Peace Now says 2015 saw dip in settlement construction

Watchdog reports work begun on 1,800 new housing units in the West Bank last year, down from 3,100 in 2014

Palestinian workers seen during construction work on new building apartment buildings in the Jewish neighborhood of Har Homa, East Jerusalem, on October 28, 2014. (Photo by Hadas Parush/Flash90)
Palestinian workers seen during construction work on new building apartment buildings in the Jewish neighborhood of Har Homa, East Jerusalem, on October 28, 2014. (Photo by Hadas Parush/Flash90)

Over the course of 2015, construction began for 1,800 new housing units in West Bank settlements, according to a report issued Sunday by the settlement watchdog Peace Now.

Almost 80 percent of new construction took place in areas outside the main settlement blocs — those which Israel will seek to retain under the terms of a long-term peace agreement with the Palestinians. More than 40% (746 housing units) are located east of the security barrier.

According to the annual report, 32 housing units were built on private Palestinian land, almost all of them in illegal outposts.

Despite an unofficial “tender freeze,” tenders for 1,143 new housing units were published by the government in 2015 — 560 of them in the West Bank and 583 in East Jerusalem, the report said.
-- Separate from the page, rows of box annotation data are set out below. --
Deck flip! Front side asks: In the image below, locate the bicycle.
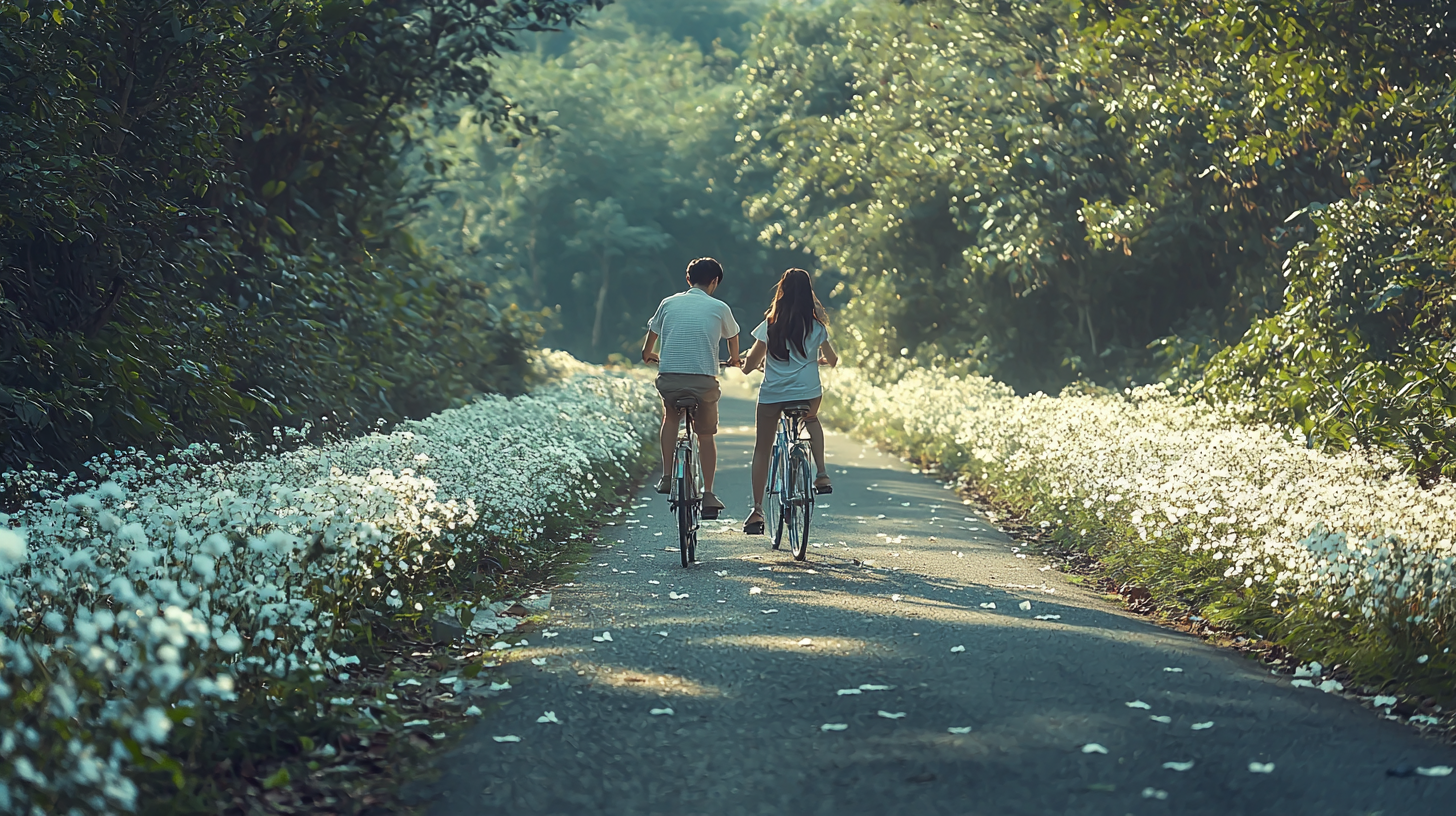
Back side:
[667,360,731,568]
[667,396,703,570]
[763,402,828,561]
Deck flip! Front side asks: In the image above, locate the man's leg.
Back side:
[658,402,681,479]
[697,433,718,493]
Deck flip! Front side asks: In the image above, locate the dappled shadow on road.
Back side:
[434,561,1449,815]
[431,399,1456,816]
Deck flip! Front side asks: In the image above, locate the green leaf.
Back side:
[264,768,293,790]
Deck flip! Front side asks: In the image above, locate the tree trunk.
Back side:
[591,252,612,351]
[526,223,546,309]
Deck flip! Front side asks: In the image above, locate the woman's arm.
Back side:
[820,338,839,369]
[743,340,769,374]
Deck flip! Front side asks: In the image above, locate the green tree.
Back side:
[0,0,604,466]
[414,6,802,360]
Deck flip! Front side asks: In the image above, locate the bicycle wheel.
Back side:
[763,443,785,549]
[786,446,814,561]
[673,444,697,567]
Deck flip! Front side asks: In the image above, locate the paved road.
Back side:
[430,399,1456,816]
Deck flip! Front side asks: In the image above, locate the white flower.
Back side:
[0,527,31,576]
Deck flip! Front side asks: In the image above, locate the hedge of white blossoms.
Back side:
[0,360,657,813]
[828,370,1456,666]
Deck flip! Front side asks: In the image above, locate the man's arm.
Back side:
[642,329,661,363]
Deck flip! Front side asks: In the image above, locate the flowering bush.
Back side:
[0,360,655,813]
[827,370,1456,692]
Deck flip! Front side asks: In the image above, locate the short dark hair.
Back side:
[687,258,724,286]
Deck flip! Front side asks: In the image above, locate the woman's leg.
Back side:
[804,396,828,481]
[750,402,783,519]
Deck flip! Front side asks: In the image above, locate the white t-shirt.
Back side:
[753,321,828,402]
[646,287,738,377]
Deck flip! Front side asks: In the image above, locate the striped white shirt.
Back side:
[646,287,738,377]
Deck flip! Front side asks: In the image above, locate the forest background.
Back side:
[0,0,1456,479]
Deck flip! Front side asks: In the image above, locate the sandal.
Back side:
[743,510,763,535]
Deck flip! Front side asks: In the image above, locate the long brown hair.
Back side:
[764,268,824,360]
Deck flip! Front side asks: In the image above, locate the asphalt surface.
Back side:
[428,398,1456,816]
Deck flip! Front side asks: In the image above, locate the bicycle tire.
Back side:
[789,446,814,561]
[673,446,697,568]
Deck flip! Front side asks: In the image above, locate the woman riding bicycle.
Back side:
[743,270,839,535]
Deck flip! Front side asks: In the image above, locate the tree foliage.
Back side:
[738,0,1456,474]
[0,0,604,466]
[414,3,804,360]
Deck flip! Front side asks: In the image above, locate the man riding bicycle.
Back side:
[642,258,741,519]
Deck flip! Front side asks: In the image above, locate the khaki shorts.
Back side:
[657,374,722,436]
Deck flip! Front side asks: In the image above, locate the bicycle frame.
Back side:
[764,414,814,561]
[668,407,703,567]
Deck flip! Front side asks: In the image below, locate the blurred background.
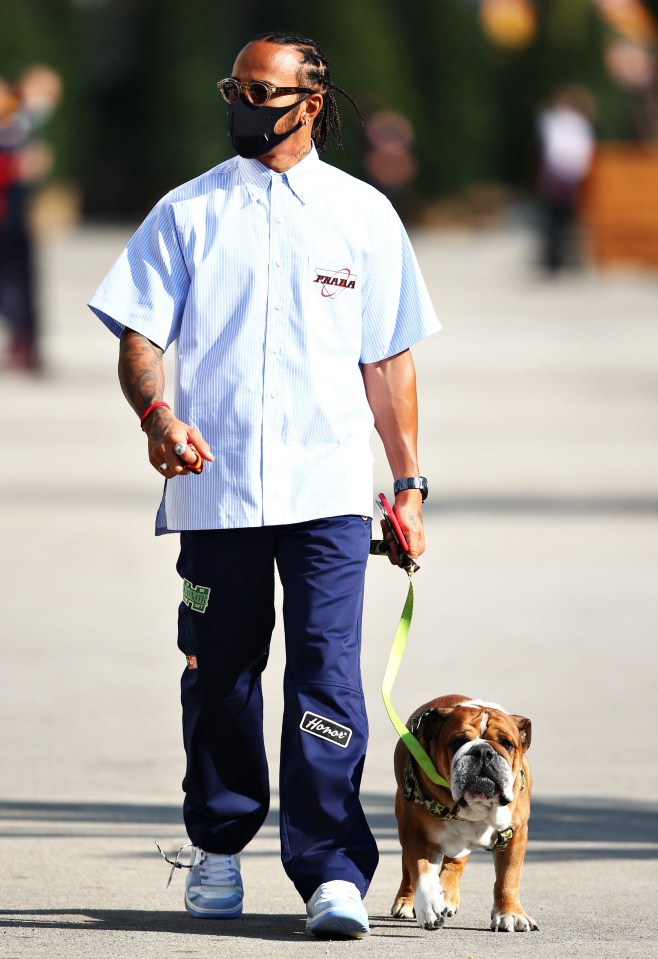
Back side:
[0,0,658,223]
[0,0,658,371]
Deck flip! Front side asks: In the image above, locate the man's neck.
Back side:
[258,137,313,173]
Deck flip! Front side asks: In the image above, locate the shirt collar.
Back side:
[237,144,320,203]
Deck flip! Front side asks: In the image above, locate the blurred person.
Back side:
[537,87,595,274]
[0,65,62,372]
[90,33,438,937]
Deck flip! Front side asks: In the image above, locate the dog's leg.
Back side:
[439,856,468,916]
[412,857,446,929]
[491,823,539,932]
[391,855,414,919]
[391,789,414,919]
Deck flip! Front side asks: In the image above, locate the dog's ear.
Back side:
[510,716,532,752]
[418,706,455,748]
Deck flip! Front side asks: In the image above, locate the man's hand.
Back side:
[144,406,214,479]
[119,329,214,479]
[382,489,425,566]
[361,350,425,566]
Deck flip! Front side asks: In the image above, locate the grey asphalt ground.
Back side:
[0,219,658,959]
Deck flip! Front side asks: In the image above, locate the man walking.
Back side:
[90,34,438,937]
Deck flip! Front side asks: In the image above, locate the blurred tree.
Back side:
[0,0,644,219]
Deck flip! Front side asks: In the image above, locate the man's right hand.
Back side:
[144,406,215,479]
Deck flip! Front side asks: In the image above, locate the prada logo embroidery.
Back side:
[313,266,357,299]
[299,710,352,749]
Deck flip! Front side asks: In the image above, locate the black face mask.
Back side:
[227,96,304,160]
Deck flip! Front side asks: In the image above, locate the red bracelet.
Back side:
[139,400,171,430]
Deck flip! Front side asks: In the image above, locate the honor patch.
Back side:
[183,579,210,613]
[299,710,352,749]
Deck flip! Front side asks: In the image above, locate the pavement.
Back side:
[0,219,658,959]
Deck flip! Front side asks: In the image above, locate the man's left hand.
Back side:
[382,489,425,566]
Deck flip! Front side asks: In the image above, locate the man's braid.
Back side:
[252,32,363,153]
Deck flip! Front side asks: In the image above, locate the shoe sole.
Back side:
[185,896,242,919]
[306,912,370,939]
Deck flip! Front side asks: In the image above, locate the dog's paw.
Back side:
[491,909,539,932]
[414,874,446,929]
[391,896,416,919]
[441,899,459,919]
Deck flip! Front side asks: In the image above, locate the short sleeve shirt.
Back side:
[89,150,439,533]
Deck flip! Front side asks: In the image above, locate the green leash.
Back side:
[371,564,450,789]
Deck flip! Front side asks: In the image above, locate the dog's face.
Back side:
[422,700,531,807]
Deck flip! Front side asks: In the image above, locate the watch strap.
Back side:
[393,476,428,503]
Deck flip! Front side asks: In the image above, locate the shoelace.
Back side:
[314,879,361,905]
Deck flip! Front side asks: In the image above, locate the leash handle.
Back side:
[382,572,450,790]
[371,493,420,576]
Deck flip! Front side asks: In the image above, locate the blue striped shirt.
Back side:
[89,150,439,533]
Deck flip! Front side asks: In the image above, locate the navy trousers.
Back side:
[177,516,378,900]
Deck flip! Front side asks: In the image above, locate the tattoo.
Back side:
[119,330,164,416]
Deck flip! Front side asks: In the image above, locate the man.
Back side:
[90,34,438,937]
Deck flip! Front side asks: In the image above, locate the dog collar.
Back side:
[402,762,459,822]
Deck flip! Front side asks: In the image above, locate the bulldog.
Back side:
[391,695,539,932]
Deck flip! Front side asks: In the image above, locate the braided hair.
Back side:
[251,31,364,153]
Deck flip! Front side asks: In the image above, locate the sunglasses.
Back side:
[217,77,315,107]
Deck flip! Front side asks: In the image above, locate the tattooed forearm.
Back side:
[119,330,164,416]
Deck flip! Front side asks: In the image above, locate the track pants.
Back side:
[177,516,378,900]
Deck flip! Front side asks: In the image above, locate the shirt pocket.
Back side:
[306,254,361,330]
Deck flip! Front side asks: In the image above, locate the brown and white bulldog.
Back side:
[391,695,538,932]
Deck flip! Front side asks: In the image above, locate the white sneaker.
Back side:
[306,879,370,939]
[185,846,244,919]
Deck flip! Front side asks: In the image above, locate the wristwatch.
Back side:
[393,476,428,503]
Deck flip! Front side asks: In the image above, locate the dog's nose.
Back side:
[469,743,496,763]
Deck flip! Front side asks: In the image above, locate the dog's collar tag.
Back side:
[491,826,514,852]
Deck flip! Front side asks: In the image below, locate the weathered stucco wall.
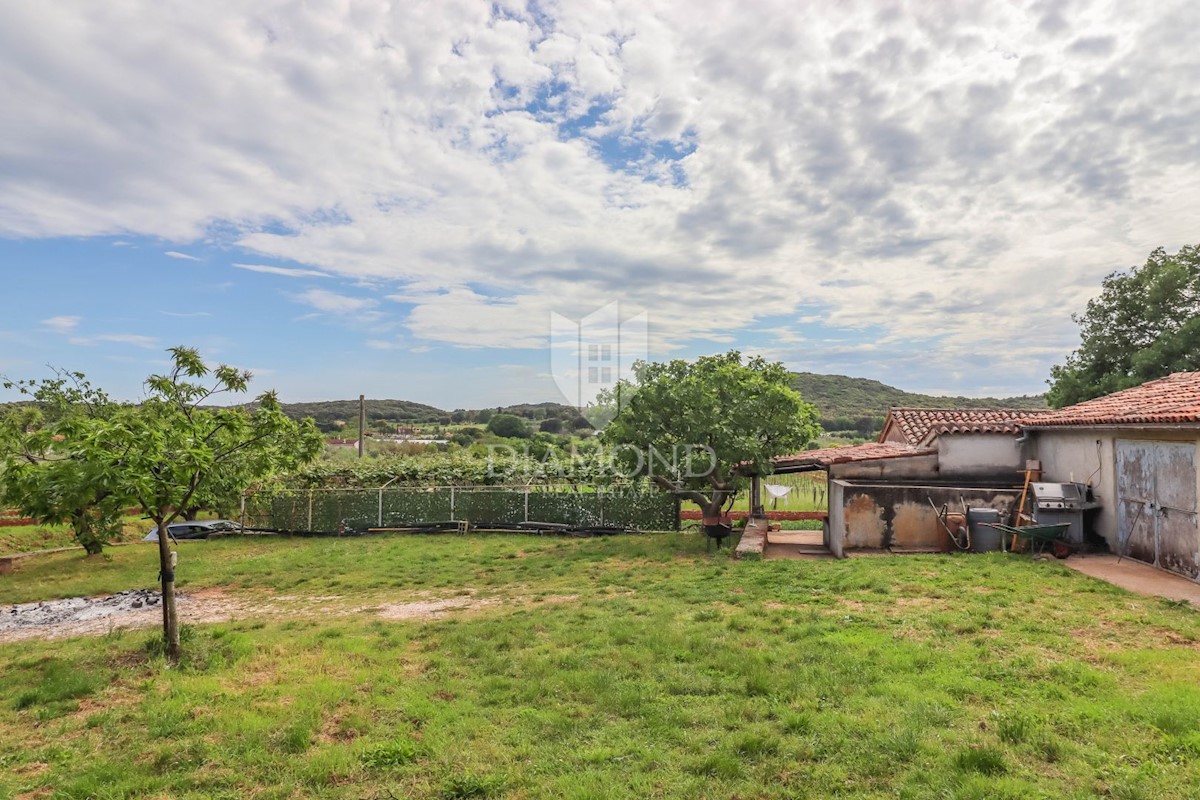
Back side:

The numbers show a decline of more than 40% compared to 2014, which saw work begin on the construction of 3,100 housing units, Israel Radio reported.

Shilo Adler, who heads the Yesha Council umbrella settlement group, told the radio station that the numbers presented in the Peace Now report show that the government was “freezing construction in Judea and Samaria” — an alternate name for the West Bank — and “discriminating” against the Jewish population there.